The Parade at My Porch

Author: Rebecca Banasiak Code '76

I love porches with a waist-high wall wide enough on which to sit. I can perch on the edge of my turf, drink a glass of wine and observe the pedestrians passing on the sidewalk or the busy traffic whizzing by on the boulevard. The porch provides a semblance of distance, far enough away so I’m not bothered by the street noise yet close enough to view some of life’s little melodramas unfolding just beyond.

I remember watching a kid, 3, maybe 4 years old, riding his tricycle on the sidewalk as his dad walked ahead. The kid, obviously tired, just stopped on the sidewalk and would go no farther. At first, the dad waited for him, exhorting him on with, “C’mon. Let’s go. Let’s go.” The kid wouldn’t budge. The father walked on, perhaps thinking that a child’s fear of separation would motivate his son to get moving. Not a chance. Now it was a test of wills. The father stood with hands on hips in palpable frustration.

Witnessing this standoff from my porch, I tensed as the dad retraced his steps and loomed over his son. Now he’s going to get it, I thought, for surely if I were a parent (which I am not) I wouldn’t let my kid get away with this without a perfunctory spank on the bottom to show him who’s boss. Instead, the man stooped down, gathered his son in one arm, picked up his trike in the other and calmly walked home.

I don’t imagine that the memory of this incident will figure as poignantly for the child as it has for me. I think of it often; it gives me pause during moments of exasperation. Who could’ve guessed that my porch would provide such unexpected opportunities for me, as unwitting witness, to reflect, to learn, and (I hope) to follow the father’s example?

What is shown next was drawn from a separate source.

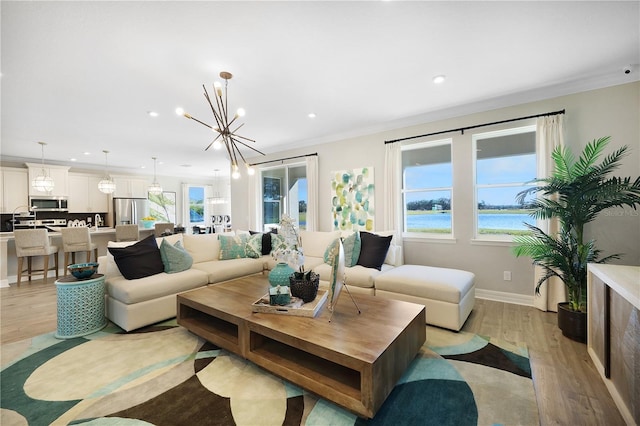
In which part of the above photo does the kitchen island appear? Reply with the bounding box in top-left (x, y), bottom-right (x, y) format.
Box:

At other times, an ordinarily concealed human foible is unveiled to me. Take the guy walking his dog. At some point, the dog is compelled to do what dogs do, and the owner is faced with the decision to either obey or ignore the city’s pooper-scooper laws. With a furtive peek over his shoulder, knowing he should be cleaning up after his dog but relishing the delicious possibility of being able to get away with something, he walks on, confident no one has noticed. But I, from my vantage point, recessed in shadow, an observer obscura, have noticed.

I wish I could say that it didn’t bother me, but I was irritated at the irresponsibility. Ah, the wrath of the self-righteous. For aren’t we most upset at those venial sins to which we ourselves can claim some expertise? And who am I to pass judgment? Haven’t I done my share of cutting corners in my lifetime, thinking no one would notice?

As I continue to watch the human parade of flaws and shortcomings march in front of my porch, there is another flash of self-recognition: “Oh, look! There’s Laziness! And here comes Impatience!” Then I wave at them and smile, relieved that their burden is not mine alone to bear.

Some evenings, when I especially need the respite of my porch, I can coax my husband into barbecuing out there. I prepare the rest of the meal well before he lights the charcoal so I don’t miss any of the great smells. He usually puts some mesquite chips in the bottom of the grill for extra flavor, and he always smokes a cigar.

The smell of a cigar reassures me. My dad smoked cigars, and that scent was as much a part of him as that of his Old Spice After Shave, scents that were a mixture of authority and security, unquestionable and unspoken, scents that clung to the drapes and carpeting long after he had left the room and that continue to cling to the fabric of my memories of him in these months since his passing.

I tried a few stogies myself in my rebellious teens, mostly in our downstairs family room watching a Notre Dame football game on TV after my Saturday chores were done. My mom thought Dad was watching the game with me, because of the cigar smell, so she was quite surprised when he walked into the house after his weekly car wash. I can’t remember if they grounded me (that time), but I think my dad was more upset that I had smoked one of his cherished Coronas instead of buying my own with my hard-earned baby-sitting money.

Nowadays I don’t mind spending a little cash to buy my husband some good cigars. He thinks I’m buying them for his smoking pleasure. There’s some truth to that, but I also do it for me, for my comfort, to create a certain ambience on our porch, perhaps to extend the certainty of my youth into the unpredictability of my future. These thoughts waft through my mind as the aromas of cigar, barbecue and mesquite intertwine and then blanket me on our porch wall, front-row seat, sipping my wine.


Becky Code lives and writes in Athens,Ohio.